De l’introduction aux articles qui la suivent, l’ouvrage restreint ainsi son objet, mais sans pour autant que son intérêt s’en trouve affecté. Si on excepte le fait (pas négligeable tout de même) qu’un nombre significatif de contributeurs du volume sont indiens ou d’origine indienne, on a moins la contribution à une histoire à parts égales, moins une réévaluation de la flèche du temps occidental par une démultiplication et/ou un entrecroisement des récits des Lumières et de la modernité, voire une mise en cause des notions même de modernité ou de Lumières, qu’une réévaluation critique des propositions émises par Edward W. Said dans Orientalism (1978 ; trad. fr. 1980). Un paradoxe temporel veut en effet qu’un article fondateur de Sylvia Murr, « Les conditions d’émergence du discours sur l’Inde au siècle des Lumières », ait été publié en 1983 dans le n° 7 de la revue Puruṣārtha, alors que le livre fameux de Said avait commencé sa conquête de l’espace académique anglo-saxon mais restait très largement boudé dans l’espace de la recherche française. Dans leur introduction, Marie Fourcade & Ines G. Županov soulignent toutefois que Sylvia Murr, tout en étant elle-même inscrite dans le paradigme indologique français et européen, travaillait aussi dans une optique proche de celle de Canguilhem, professeur de Foucault, qui inspira Said (p. 16-17). C’est dès lors la genèse trop rarement étudiée de ce qu’est et ce que fut la critique à la française de l’orientalisme qui se trouve éclairée. D’un côté, donc, cet article de Sylvia Murr apporte un démenti de poids à ce qu’on a trop rapidement identifié comme un retard français dans le traitement de la question coloniale (en l’occurrence des savoirs coloniaux) sans suffisamment interroger la notion même de retard ; de l’autre — et c’est une nouveauté qu’il faut souligner dans les sciences sociales françaises —, il conduit à prendre acte de l’importance prise par les travaux de Said dans la recherche scientifique en-dehors de la France.

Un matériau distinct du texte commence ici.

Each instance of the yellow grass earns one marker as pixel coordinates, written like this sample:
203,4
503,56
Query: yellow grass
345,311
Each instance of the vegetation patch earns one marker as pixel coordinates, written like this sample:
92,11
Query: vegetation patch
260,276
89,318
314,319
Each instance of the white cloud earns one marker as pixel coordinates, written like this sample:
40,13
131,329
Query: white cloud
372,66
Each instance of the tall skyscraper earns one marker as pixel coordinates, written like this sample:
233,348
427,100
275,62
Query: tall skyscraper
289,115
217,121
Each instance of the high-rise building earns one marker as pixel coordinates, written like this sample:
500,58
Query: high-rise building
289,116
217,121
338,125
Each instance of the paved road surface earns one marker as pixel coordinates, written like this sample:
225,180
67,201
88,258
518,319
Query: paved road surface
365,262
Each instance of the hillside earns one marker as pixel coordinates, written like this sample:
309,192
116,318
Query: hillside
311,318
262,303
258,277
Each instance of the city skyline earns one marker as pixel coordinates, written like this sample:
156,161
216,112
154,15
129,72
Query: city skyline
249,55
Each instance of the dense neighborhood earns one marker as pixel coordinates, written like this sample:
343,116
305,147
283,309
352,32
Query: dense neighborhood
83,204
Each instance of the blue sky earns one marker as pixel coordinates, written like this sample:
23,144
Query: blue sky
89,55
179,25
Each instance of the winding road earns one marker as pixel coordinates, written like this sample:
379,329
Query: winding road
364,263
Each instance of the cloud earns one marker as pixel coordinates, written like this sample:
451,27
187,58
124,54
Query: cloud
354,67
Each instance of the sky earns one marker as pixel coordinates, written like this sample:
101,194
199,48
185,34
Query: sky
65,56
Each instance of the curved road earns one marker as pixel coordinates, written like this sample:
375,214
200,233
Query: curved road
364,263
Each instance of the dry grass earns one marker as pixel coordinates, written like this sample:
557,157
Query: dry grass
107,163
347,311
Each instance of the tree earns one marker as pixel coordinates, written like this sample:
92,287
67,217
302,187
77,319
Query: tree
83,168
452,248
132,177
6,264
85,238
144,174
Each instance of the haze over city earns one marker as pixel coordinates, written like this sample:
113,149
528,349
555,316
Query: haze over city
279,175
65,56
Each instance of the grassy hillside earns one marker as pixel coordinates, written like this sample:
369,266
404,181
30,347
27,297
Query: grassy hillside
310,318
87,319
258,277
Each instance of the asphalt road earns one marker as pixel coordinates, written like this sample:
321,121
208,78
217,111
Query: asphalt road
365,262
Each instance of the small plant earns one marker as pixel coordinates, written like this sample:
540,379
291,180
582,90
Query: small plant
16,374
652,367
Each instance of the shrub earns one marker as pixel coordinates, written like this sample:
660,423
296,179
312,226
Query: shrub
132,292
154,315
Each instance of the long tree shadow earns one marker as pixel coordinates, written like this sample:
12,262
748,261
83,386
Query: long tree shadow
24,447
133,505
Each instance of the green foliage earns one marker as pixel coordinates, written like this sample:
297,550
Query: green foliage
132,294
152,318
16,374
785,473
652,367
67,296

La question coloniale et les Lumières
Que son nom soit mentionné dans les articles (p. 79, p. 191, p. 368) ou qu’il ne le soit pas, on a affaire à un volume globalement écrit dans la perspective d’une critique du discours orientaliste européen comme discours de la domination symbolique de l’Europe sur l’Inde, qu’il s’agisse de tel article sur Montesquieu (p. 79-107) ou de tel autre sur Diderot (p. 165-188), sur le vêtement colonial (p. 289-308) ou sur l’enseignement de la géographie aux Indiens (p. 359-391). Mais outre que le volume dans son ensemble donne lieu à des effets polyphoniques particulièrement appréciables quand deux articles proposent une lecture différente d’un même auteur [2], certains de ses contributeurs s’éloignent de la seule mise en cause de l’orientalisme et ils donnent une vision plus complexe et plus contrastée des discours tenus sur l’Inde dans l’Europe des XVIIe et XVIIIe siècles. L’inflexion philologique imposée à l’approche critique saidienne permet ainsi la déconstruction des essentialismes civilisationnels en retraçant les réseaux de circulation des textes et des pratiques et en s’attachant systématiquement aux différents contextes historiques, géographiques ou institutionnels dans lesquels ils paraissent et se développent.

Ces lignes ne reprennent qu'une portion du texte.